Doug Keller
- Born: Douglas Holcombe Keller 18 June 1922 Wee Waa, Australia
- Died: 20 March 2004 (aged 81) Sydney, Australia
- School: Sydney Grammar School
- University: University of Sydney

Rugby union career
- Position: Flanker

Amateur team(s)
- Years: Team / Apps / (Points)
- 1942-45: Sydney University
- 1946-47: Drummoyne
- Guy's Hospital
- London Scottish
- Sheffield
- 1952: Drummoyne
- 1957: Eastwood

Provincial / State sides
- Years: Team / Apps / (Points)
- 1947: New South Wales Waratahs
- 1948: Anglo-Scots
- 1948: Blues Trial
- 1949: Scotland Probables
- 1950: Yorkshire

International career
- Years: Team / Apps / (Points)
- 1947-48: Australia / 6 / (0)
- 1949-50: Scotland / 7 / (0)

= Doug Keller =

Australia & Scotland international rugby union player

Doug Keller (18 June 1922 – 20 March 2004) was a Scotland international rugby union player and an Australia international rugby union player. He played at flanker.

Keller was a noted urologist, and with a Scottish grandmother, on moving to London to study further in the field, he played rugby union for London Scottish to signal his availability to the Scottish national team.

==Rugby Union career==

===Amateur career===

He played rugby union for Sydney University.

He then moved to play for Drummoyne.

On moving to England, Keller first played for Guy's Hospital and then made use of his Scottish roots and played for London Scottish.

He played for Sheffield in 1950.

In 1952, he moved back to Australia. He returned to play for Drummoyne but retired mid season.

In 1957 he played for Eastwood. He was subsequently the Club's 1st Grade coach President and then Patron.

===Provincial career===

Keller was picked to play for the New South Wales Waratahs.

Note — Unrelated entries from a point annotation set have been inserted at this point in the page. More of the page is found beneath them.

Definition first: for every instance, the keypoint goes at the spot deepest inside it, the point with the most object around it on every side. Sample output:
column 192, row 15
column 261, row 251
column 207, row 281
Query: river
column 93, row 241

On becoming known on Scotland's radar in London, he was selected for the Anglo-Scots to play against the Provinces District on 11 December 1948.

Impressing in that match, Keller was then selected for the Blues Trial side in their match against the Whites Trial side on 18 December 1948.

He was then placed in the Scotland Probables side for the final trial against Scotland Possibles on 8 January 1949. The Possibles won the match, but should have been more comfortably ahead at half time. In the second half, a stack of positional changes made the match a lot closer, one of which was to put Keller on as a flanker, together with Douglas Elliot.

While at Sheffield, Keller played for Yorkshire, and captained the side.

===International career===

He was capped first for Australia in 1947, first as a prop but was then moved to flanker, and played 6 times in total for the Wallabies.

In the 1947-48 season, Keller played in 3 matches for Australia against Scottish districts:- North of Scotland, South of Scotland and Cities District, before playing against Scotland in November 1947.

On moving to London and playing for London Scottish, he was then capped for Scotland in 1949, and played 7 times for the Scots.

Keller's nationality switch was not the only high-profile switch of the time. Ian Botting had made the move from the All Blacks to England. In 1950, the IRB voted to ban any overseas player from representing a Scottish, English, or Welsh national side, that had previously been capped by a British Commonwealth country; and this stymied Keller's future Scotland selection, as well as Botting's future England selection. The new rule did not preclude such a player switching nationalities once more to play for their first selected country, and Keller later returned to Australia.

==Medical career==

He was a doctor and moved to London to study as a specialist urologist.